Art is a jealous mistress, and if a man have a genius for painting, poetry, music, architecture, or philosophy, he makes a bad husband and an ill provider.

—Ralph Waldo Emerson, 1860

Art imitates nature as well as it can, as a pupil follows his master; thus it is a sort of grandchild of God.

—Dante, c. 1315

To be a poet is to have a soul so quick to discern that no shade of quality escapes it, and so quick to feel that discernment is but a hand playing with finely ordered variety on the chords of emotion—a soul in which knowledge passes instantaneously into feeling, and feeling flashes back as a new organ of knowledge. One may have that condition by fits only.

—George Eliot, c. 1872

We possess art lest we perish of the truth.

—Friedrich Nietzsche, 1887

The work of art, just like any fragment of human life considered in its deepest meaning, seems to me devoid of value if it does not offer the hardness, the rigidity, the regularity, the luster on every interior and exterior facet, of the crystal.

—André Breton, 1937

I don’t believe in total freedom for the artist.
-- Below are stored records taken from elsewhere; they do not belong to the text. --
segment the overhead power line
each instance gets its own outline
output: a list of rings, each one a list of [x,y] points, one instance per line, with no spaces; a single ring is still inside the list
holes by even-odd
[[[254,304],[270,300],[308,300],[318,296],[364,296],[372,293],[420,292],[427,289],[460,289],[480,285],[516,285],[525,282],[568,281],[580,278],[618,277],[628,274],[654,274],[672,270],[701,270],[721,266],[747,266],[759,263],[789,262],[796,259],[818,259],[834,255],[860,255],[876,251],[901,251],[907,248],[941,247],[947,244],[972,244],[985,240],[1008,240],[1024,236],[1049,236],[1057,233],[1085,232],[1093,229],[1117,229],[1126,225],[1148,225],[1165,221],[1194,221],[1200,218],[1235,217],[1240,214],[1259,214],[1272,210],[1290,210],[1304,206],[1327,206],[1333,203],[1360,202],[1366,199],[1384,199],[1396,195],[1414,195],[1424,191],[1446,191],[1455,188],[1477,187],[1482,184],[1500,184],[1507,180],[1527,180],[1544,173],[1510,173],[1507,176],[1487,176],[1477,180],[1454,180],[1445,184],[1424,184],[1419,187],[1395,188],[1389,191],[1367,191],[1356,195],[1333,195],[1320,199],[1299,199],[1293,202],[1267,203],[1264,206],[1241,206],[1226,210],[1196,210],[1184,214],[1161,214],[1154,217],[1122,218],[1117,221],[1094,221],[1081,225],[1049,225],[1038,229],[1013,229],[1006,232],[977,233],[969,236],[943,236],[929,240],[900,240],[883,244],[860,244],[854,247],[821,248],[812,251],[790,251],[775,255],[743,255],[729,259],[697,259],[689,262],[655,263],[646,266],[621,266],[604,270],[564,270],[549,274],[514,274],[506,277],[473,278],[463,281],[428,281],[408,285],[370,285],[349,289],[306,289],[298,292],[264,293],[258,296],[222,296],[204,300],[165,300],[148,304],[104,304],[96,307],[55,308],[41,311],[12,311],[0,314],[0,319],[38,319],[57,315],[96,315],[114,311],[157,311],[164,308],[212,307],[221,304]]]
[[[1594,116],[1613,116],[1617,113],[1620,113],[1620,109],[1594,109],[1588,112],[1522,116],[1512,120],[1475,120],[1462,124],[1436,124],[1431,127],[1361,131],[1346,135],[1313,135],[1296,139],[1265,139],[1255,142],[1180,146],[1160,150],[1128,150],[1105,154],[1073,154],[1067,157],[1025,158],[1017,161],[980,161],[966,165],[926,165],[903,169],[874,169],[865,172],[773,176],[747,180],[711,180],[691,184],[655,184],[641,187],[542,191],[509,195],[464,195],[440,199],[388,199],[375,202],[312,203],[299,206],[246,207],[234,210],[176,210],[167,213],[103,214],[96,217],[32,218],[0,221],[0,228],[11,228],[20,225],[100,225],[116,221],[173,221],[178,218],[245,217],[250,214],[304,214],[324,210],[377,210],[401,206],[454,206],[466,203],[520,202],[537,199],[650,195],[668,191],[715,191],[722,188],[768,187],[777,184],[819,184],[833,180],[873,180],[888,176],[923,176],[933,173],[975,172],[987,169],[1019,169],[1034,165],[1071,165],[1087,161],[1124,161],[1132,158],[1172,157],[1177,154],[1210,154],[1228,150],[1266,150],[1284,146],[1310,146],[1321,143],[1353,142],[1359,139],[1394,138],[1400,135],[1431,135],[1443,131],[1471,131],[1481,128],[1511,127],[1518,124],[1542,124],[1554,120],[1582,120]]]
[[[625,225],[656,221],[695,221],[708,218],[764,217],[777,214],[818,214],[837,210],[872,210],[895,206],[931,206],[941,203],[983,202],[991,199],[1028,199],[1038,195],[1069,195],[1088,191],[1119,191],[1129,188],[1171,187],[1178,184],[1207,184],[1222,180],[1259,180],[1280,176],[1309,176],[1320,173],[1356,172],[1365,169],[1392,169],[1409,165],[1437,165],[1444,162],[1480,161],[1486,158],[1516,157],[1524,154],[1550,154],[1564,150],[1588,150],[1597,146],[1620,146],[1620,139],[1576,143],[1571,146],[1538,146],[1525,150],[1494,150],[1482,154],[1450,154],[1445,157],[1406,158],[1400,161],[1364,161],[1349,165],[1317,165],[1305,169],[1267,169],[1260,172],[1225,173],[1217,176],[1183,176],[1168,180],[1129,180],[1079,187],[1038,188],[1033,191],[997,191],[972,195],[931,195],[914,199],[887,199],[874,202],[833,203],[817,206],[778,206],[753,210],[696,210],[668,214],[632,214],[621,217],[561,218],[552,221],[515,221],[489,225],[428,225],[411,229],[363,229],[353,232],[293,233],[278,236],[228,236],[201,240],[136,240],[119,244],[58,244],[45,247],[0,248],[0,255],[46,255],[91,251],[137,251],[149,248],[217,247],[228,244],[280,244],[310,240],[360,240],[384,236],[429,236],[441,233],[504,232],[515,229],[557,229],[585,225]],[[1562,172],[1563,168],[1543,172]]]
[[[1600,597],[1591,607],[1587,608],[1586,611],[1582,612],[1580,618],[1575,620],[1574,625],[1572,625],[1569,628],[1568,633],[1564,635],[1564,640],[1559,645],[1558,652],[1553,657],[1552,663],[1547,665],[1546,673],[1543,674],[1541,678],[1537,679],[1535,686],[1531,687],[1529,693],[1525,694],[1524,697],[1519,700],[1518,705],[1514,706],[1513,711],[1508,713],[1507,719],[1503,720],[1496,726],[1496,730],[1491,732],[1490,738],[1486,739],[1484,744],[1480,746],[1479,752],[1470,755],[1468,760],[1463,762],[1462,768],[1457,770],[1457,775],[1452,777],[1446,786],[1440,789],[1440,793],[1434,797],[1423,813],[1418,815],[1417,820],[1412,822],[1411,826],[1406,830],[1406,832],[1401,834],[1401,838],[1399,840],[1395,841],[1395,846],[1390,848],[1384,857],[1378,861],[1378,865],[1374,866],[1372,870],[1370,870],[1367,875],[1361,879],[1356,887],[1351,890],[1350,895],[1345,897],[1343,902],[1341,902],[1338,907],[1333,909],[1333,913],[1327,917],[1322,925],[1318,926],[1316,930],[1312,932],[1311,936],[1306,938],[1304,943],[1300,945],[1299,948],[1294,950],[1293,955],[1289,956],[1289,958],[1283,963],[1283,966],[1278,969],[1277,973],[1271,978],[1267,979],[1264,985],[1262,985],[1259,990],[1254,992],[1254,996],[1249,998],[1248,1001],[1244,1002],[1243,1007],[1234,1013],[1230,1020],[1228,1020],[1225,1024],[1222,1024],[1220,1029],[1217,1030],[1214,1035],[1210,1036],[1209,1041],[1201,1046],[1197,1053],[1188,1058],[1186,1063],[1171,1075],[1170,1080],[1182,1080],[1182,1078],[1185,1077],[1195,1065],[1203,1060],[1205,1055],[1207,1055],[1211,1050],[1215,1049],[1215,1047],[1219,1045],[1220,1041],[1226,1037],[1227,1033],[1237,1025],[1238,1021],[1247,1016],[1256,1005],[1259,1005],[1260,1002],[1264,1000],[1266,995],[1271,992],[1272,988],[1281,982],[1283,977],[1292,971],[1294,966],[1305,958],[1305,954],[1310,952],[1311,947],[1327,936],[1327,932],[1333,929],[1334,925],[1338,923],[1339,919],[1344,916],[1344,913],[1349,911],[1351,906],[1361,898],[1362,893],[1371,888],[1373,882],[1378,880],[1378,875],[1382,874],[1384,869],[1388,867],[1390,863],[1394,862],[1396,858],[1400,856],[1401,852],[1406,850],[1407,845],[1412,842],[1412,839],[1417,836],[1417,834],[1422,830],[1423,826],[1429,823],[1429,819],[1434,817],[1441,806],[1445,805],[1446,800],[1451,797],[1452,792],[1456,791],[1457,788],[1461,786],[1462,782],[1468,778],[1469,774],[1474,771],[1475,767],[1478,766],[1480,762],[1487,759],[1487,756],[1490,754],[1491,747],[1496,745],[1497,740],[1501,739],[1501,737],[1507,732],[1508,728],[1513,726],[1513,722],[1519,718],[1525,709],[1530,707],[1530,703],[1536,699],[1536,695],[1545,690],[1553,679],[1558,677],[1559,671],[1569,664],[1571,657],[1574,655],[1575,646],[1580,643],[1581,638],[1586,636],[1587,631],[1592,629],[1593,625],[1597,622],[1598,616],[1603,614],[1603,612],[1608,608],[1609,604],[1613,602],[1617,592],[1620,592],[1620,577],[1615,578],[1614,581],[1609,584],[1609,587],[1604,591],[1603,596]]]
Left on his own, free to do anything he likes, the artist ends up doing nothing at all. If there’s one thing that’s dangerous for an artist, it’s precisely this question of total freedom, waiting for inspiration and all the rest of it.

—Federico Fellini, c. 1950

Art lives from constraints and dies from freedom.

—Leonardo da Vinci, c. 1480

The first mistake of art is to assume that it’s serious.

—Lester Bangs, 1971

I cannot live without books, but fewer will suffice where amusement, and not use, is the only future object.

—Thomas Jefferson, 1815

It has always been my practice to cast a long paragraph in a single mold, to try it by my ear, to deposit it in my memory, but to suspend the action of the pen till I had given the last polish to my work.

—Edward Gibbon, c. 1790

Were I called on to define, very briefly, the term art, I should call it “the reproduction of what the senses perceive in nature through the veil of the soul.” The mere imitation, however accurate, of what is in nature, entitles no man to the sacred name of “artist.”

—Edgar Allan Poe, 1849

The aim of art is to represent not the outward appearance of things, but their inward significance.

—Aristotle, c. 350 BC

Art is making something out of nothing and selling it.